Senua: Gimmick untuk Menjual Ninja Theory?
Baca dalam 60 detik
- Microsoft dikabarkan telah memutuskan untuk menutup atau menjual Ninja Theory sebelum pengumuman Senua.
- Pengumuman Senua diduga hanya strategi untuk menarik calon pembeli, bukan sebagai game yang benar-benar akan dirilis.
- Status Senua masih abu-abu; bisa jadi hanya demo teknis tanpa rencana produksi penuh.

Pengumuman Senua di ajang Xbox Games Showcase baru-baru ini mungkin bukan sekadar kejutan biasa. Alih-alih menjadi game yang dinanti, judul tersebut diduga hanyalah umpan untuk menarik investor potensial membeli studio pengembangnya, Ninja Theory. Informasi ini diungkap oleh jurnalis Stephen Totilo dari Game File, mengutip sumber anonim yang dekat dengan situasi internal Microsoft.
Menurut sumber tersebut, Microsoft telah mengambil keputusan untuk menutup atau menjual Ninja Theory bahkan sebelum pengumuman Senua dilakukan. Raksasa teknologi itu meyakini bahwa mengumumkan game baru secara resmi akan cukup untuk membuat studio tersebut tampak lebih menarik di mata calon pembeli. Langkah ini dinilai sebagai strategi bisnis yang tidak biasa, mengingat biasanya pengumuman game dilakukan setelah ada kepastian produksi.
Pertanyaan mendasar kini mengemuka: apakah Senua benar-benar ada sebagai produk yang akan dirilis, atau sekadar demo teknis yang dirancang untuk mempercantik portofolio Ninja Theory? Hingga saat ini, belum ada pernyataan resmi dari Microsoft atau Ninja Theory yang mengklarifikasi status proyek tersebut. Yang jelas, Senua dijadwalkan rilis pada 2027 untuk PlayStation 5, Xbox Series, dan PC, namun dengan kontroversi yang menyelimutinya, masa depan game ini menjadi tidak pasti.

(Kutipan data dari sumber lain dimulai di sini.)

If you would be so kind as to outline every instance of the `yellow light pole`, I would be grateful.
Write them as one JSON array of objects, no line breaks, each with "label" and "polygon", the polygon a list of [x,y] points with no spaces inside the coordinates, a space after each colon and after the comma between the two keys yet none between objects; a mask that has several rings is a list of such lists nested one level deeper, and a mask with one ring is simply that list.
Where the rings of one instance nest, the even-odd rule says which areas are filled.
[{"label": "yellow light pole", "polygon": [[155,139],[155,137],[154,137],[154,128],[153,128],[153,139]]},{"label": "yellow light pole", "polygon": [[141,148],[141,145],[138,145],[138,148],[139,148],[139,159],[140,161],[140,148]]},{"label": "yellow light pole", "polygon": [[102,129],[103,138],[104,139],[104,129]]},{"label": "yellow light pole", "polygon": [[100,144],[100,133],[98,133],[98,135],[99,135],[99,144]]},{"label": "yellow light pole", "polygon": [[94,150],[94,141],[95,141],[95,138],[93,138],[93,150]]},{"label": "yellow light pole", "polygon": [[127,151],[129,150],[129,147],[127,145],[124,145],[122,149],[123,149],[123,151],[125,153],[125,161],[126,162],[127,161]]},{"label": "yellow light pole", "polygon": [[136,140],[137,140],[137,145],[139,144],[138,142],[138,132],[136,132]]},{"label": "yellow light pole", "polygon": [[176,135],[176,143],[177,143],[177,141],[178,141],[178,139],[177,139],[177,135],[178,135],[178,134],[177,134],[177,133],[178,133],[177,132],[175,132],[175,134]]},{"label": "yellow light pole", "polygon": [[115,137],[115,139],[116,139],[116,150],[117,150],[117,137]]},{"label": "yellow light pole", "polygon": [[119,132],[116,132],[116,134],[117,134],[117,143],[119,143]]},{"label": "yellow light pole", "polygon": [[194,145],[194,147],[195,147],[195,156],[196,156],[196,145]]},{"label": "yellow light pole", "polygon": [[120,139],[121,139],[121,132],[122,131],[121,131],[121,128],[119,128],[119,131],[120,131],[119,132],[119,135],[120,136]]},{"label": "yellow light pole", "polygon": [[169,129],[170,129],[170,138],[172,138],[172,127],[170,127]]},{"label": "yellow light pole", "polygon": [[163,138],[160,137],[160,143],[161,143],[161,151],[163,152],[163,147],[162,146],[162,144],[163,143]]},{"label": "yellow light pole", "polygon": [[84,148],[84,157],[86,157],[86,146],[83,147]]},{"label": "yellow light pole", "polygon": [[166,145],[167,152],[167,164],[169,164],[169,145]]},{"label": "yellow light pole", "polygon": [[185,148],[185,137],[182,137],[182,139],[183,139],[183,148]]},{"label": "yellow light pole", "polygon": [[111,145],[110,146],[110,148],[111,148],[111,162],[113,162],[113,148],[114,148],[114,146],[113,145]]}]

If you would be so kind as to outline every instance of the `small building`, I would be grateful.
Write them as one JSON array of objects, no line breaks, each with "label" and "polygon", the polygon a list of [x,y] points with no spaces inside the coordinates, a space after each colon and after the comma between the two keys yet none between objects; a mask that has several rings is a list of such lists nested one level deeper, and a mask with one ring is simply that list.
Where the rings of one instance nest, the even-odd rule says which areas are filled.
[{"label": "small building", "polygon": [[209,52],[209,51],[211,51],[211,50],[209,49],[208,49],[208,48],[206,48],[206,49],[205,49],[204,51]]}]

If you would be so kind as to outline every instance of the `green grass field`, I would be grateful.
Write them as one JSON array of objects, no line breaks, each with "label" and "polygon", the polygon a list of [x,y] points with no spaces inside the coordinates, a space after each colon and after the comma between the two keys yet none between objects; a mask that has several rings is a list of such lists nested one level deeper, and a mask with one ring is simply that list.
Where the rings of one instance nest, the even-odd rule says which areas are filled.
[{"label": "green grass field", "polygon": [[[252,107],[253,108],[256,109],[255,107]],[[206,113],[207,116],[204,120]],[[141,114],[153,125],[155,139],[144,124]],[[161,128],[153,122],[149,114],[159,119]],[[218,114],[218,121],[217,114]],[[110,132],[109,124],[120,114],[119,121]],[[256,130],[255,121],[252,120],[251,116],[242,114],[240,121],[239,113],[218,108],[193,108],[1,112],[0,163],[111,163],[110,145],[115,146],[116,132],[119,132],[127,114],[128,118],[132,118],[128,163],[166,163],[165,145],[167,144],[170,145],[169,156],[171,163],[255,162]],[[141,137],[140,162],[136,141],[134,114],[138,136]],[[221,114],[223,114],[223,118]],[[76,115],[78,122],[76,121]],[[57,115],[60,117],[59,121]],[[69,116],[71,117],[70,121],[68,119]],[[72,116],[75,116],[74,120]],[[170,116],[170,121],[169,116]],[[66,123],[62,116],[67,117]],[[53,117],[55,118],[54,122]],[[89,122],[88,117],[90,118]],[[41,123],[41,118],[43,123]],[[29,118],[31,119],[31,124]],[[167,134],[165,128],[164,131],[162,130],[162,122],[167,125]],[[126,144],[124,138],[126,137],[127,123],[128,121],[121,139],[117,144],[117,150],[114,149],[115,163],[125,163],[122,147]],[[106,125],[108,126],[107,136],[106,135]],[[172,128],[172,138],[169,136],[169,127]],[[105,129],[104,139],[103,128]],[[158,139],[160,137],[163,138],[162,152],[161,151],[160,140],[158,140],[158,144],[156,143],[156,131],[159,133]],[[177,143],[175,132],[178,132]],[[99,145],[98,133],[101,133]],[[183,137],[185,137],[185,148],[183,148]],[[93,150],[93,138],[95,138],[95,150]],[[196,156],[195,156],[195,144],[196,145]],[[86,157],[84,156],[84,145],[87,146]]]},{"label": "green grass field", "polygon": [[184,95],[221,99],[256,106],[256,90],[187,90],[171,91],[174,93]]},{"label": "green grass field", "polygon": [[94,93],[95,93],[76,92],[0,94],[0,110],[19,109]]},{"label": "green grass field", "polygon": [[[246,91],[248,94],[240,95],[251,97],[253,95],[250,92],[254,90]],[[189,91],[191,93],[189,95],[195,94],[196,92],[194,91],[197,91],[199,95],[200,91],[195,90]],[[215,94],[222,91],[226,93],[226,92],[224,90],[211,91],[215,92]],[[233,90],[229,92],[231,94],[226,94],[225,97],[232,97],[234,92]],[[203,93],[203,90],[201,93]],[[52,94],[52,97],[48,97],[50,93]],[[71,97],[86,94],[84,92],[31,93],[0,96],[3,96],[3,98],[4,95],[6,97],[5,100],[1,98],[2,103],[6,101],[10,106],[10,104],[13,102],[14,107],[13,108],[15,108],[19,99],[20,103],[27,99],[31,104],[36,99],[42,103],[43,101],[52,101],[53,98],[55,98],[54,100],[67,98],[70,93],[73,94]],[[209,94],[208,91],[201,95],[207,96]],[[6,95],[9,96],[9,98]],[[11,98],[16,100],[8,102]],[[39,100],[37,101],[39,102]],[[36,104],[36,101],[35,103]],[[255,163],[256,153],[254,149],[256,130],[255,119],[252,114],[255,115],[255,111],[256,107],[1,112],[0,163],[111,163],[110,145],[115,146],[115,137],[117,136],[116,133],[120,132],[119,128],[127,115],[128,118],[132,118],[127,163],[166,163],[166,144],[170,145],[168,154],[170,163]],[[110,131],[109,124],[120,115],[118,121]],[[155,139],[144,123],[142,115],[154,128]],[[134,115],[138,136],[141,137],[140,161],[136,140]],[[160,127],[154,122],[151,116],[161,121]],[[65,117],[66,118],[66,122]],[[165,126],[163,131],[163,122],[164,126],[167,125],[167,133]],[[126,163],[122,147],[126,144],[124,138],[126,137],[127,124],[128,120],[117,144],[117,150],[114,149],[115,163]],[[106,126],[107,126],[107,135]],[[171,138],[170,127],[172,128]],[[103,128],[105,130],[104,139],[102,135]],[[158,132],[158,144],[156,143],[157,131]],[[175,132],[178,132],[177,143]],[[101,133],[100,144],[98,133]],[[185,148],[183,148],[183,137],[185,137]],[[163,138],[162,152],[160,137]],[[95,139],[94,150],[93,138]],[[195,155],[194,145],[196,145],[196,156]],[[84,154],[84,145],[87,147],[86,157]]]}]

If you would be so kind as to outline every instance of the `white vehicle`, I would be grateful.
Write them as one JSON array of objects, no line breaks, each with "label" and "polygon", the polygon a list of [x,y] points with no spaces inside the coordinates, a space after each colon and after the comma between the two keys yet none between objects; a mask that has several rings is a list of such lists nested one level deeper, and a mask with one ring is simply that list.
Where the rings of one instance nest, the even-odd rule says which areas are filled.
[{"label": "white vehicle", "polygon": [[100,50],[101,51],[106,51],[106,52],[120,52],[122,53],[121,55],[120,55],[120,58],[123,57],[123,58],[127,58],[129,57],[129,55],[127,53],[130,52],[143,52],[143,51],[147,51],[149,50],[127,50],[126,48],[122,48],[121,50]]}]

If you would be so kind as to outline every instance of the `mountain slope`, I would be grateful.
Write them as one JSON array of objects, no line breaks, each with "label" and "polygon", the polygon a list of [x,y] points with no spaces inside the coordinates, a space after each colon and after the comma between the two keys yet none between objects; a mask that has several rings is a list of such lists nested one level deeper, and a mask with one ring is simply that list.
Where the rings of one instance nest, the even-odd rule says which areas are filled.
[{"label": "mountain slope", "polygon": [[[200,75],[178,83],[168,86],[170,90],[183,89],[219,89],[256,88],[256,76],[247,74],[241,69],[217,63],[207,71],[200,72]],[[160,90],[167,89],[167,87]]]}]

Praktik seperti ini sebenarnya tidak sepenuhnya asing di industri gim. Beberapa pengembang pernah menggunakan pengumuman palsu atau teaser untuk meningkatkan valuasi perusahaan sebelum akuisisi. Namun, jika tuduhan ini benar, hal itu menimbulkan pertanyaan etis tentang transparansi kepada konsumen. Para gamer yang telah menantikan Senua mungkin merasa dikhianati jika game tersebut ternyata hanya tipuan.
Bagi industri gim Indonesia, kasus ini menjadi pelajaran penting. Dengan semakin banyaknya studio lokal yang bermimpi go internasional, mereka harus berhati-hati dalam membangun reputasi. Mengumumkan produk yang belum siap atau bahkan tidak nyata dapat merusak kepercayaan publik dan investor. Regulasi yang lebih ketat terkait praktik pengumuman game mungkin perlu dipertimbangkan untuk melindungi konsumen.
Analis industri memperkirakan bahwa jika Senua benar-benar hanya gimmick, Microsoft akan menghadapi tekanan besar dari komunitas gim. Kepercayaan terhadap showcase mereka bisa terkikis, dan dampaknya mungkin terasa hingga ke mitra-mitra pengembang lainnya. Di sisi lain, jika Senua ternyata game asli, Microsoft harus bekerja keras membuktikan bahwa proyek tersebut berjalan sesuai rencana.
Ke depannya, publik akan menanti apakah Microsoft akan memberikan klarifikasi resmi mengenai status Ninja Theory dan Senua. Apakah ini awal dari praktik baru yang lebih transparan, atau justru sebaliknya? Satu hal yang pasti: pengumuman game tidak lagi bisa dianggap sekadar hiburan, melainkan juga instrumen bisnis yang penuh intrik.